Richard S. Muller: MEMS pioneer
The 1970s introduced the Voyager Program, jumbo jets and MRI machines. But during a time of large-sized technological achievements, Richard S. Muller was concentrating on the small.
When he first joined Berkeley’s electrical engineering and computer sciences (EECS) department as a professor in 1962, Muller focused his research on integrated circuits, but by the late 1970s, his interests shifted to nonelectrical micro-devices. The idea was to build chip-scale engineering systems — which later became known as MEMS (micro-electro-mechanical systems).
In the early 1980s, Muller and EECS graduate student Roger Howe achieved a breakthrough that would enable the popular use of MEMS. They built mechanical elements compatibly with integrated circuits on a single chip, using polycrystalline silicon as a structural material.

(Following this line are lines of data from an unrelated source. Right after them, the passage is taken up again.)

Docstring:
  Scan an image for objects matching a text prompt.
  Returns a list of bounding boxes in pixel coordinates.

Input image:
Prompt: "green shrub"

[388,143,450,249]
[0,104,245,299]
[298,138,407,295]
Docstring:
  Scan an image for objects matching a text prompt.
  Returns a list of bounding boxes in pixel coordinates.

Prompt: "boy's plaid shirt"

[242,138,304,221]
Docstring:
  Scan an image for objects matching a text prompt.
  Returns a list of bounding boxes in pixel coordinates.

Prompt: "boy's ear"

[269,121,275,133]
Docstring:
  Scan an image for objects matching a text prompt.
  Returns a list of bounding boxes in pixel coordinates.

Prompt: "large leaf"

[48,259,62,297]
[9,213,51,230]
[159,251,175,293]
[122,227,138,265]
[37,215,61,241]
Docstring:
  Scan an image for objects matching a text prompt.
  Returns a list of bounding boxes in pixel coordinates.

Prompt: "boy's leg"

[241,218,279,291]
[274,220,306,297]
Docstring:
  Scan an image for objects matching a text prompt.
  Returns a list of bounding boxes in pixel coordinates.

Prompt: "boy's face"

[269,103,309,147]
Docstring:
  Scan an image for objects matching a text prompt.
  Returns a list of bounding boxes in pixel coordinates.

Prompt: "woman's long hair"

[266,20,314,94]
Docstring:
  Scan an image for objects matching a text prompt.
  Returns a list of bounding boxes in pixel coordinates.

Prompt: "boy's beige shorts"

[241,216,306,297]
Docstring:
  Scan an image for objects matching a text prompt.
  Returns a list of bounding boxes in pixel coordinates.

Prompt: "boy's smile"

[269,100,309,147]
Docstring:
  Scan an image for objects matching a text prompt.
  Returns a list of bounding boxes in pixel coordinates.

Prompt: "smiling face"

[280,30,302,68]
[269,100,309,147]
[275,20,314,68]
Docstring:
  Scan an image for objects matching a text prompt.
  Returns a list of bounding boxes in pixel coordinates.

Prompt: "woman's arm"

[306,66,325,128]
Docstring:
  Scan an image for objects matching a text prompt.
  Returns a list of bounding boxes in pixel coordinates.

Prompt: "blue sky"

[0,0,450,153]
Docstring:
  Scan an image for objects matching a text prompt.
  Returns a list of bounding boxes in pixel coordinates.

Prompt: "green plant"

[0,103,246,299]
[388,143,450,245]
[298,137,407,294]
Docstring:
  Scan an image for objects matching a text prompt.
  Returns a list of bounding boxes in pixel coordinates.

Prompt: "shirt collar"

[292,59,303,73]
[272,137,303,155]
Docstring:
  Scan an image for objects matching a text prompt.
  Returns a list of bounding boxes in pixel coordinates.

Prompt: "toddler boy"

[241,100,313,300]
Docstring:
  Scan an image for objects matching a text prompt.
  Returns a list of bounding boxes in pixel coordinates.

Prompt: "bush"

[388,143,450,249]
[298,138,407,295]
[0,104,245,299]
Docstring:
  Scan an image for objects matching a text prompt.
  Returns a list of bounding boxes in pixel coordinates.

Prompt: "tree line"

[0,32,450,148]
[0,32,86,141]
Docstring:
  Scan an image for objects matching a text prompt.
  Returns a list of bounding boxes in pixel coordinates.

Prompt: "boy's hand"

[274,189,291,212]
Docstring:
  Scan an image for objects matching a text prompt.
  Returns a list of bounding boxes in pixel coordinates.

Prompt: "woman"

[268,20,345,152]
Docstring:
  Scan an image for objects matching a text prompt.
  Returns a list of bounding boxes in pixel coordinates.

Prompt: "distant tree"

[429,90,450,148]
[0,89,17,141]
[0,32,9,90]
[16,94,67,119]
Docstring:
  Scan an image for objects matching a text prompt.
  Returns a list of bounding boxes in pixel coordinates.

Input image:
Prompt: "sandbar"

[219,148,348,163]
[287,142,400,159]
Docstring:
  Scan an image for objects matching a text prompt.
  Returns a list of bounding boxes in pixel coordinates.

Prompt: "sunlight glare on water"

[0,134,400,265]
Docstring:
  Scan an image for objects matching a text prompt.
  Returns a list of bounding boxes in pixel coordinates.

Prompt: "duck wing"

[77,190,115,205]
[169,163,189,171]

Today, this is known as surface micromachining and is used to create MEMS for a variety of applications, including automobile sensors, smartphones, video game controllers, as well as gas and chemical sensors.
On the heels of this breakthrough, Muller and his EECS colleague Richard White founded the Berkeley Sensor & Actuator Center (BSAC) in 1986. This NSF, Industry and University Cooperative Research Center brings together a wide-range of scientists, working side-by-side with students, to develop materials and processes for MEMS research.
For his accomplishments, Muller has received numerous honors. He is a member of the National Academy of Engineering and a Life fellow of the IEEE. He received the IEEE Cledo Brunetti Award in 1998 and an IEEE Millennium Medal in 2000. He is also the author or co-author of more than 300 research papers and technical presentations, has 19 issued patents and is the founder of the IEEE/ASME Journal of Microelectromechanical Systems (IEEE/ASME JMEMS).